Graphene oxide leads to mitochondrial-dependent apoptosis by activating ROS-p53-mPTP pathway in intestinal cells.

Owing to its unique physical and chemical properties, graphene oxide (GO) has a wide range of applications in biomedical field. However, with the gradual improvement of biosafety investigations on nanomaterials, growing literatures have pointed out that GO could lead to oxidative stress, aggravation of inflammatory responses, and even irreversible lesions in human multi-tissues, while its damage to small intestinal remained unclear. In this study, we conducted an in-depth study on the toxicological effect of GO on intestinal tissues, and further clarified its toxic effect and molecular mechanism on inducing intestinal cell death. Firstly, we characterized the shape size, potential value, Fourier Transform infrared spectroscopy (FT-IR) characterization and pro-oxidant properties of GO nanosheets. The cytotoxicity of different concentrations of GO to Caco-2 and IEC-6 cell lines was thereafter observed, which was specifically manifested as invoking NADPH Oxidase 1 (NOX1) proteins, accompanied generation of reactive oxygen species (ROS). Since that, more p53 flowed into mitochondria to combine with cyclophilin D (CYPD), thus induced mitochondrial permeability transition pore (mPTP) opening.

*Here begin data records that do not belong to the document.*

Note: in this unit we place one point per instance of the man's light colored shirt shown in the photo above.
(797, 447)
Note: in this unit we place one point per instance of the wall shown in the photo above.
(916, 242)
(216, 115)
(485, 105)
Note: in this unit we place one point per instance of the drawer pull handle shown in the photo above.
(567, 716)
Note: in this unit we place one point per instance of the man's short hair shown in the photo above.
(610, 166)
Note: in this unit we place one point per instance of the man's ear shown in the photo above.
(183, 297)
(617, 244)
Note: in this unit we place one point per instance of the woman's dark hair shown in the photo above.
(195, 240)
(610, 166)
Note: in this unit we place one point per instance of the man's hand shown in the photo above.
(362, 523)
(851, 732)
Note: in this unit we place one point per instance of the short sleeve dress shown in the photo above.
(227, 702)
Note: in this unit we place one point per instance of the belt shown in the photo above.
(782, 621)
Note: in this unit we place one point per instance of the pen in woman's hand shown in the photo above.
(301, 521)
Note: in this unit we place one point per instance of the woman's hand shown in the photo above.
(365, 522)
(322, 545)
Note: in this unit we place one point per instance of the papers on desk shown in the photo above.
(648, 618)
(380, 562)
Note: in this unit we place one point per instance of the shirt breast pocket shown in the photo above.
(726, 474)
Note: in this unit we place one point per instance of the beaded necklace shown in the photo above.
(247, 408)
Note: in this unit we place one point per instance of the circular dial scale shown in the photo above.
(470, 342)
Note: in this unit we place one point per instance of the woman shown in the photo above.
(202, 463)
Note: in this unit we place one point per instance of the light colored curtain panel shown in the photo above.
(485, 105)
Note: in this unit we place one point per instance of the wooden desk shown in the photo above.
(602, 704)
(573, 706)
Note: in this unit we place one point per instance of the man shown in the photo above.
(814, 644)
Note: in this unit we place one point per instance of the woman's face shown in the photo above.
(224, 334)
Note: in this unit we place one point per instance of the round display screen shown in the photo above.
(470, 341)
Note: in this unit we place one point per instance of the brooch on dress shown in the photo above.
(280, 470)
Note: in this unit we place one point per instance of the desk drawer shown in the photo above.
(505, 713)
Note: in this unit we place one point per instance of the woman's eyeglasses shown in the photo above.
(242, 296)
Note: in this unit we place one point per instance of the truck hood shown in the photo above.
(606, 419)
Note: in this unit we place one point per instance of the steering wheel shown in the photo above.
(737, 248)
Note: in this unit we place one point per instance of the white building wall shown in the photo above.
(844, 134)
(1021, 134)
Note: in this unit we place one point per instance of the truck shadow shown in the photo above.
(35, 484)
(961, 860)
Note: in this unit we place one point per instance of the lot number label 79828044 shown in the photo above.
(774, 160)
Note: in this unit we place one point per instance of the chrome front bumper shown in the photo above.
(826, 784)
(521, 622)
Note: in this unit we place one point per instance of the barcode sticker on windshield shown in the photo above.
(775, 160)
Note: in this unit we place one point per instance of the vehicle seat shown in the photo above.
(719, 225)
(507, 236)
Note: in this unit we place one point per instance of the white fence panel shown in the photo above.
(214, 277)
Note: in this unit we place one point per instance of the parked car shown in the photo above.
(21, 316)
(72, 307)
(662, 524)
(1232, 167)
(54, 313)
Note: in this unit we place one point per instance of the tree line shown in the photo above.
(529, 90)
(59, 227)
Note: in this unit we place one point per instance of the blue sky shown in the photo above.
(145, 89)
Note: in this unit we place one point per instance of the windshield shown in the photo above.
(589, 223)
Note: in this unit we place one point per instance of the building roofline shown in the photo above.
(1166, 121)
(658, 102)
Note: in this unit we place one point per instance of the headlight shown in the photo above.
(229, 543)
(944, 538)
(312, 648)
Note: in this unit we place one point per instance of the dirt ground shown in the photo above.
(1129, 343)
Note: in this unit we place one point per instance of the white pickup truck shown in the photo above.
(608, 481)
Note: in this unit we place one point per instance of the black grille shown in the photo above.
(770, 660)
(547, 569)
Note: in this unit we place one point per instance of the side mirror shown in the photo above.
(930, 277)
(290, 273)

Through ROS-CyPD-mPTP signaling pathway, GO exerted imbalance of mitochondrial homeostasis, while released cytochrome c (CytC) would ultimate caspase-dependent cell apoptosis. In vivo experiment also confirmed that the microstructure of small intestine was damaged, and the apoptosis rate and oxidative markers were significantly increased in GO-treated Sprague- Dawley (SD) rats (40 mg/kg once every other day from day 1 to day 9 by oral gavage). Based on these findings, we conclude that the adverse effects of oral exposure of GO on the biological system mainly concentrate in the digestive tract, and clarify the key role of ROS-mitochondrial homeostasis-apoptosis axis in GO-derived intestinal toxicity. Considering all these results and the fact that GO exhibited intestinal toxicity, we believe that this research providing a safety reference for its biomedical applications.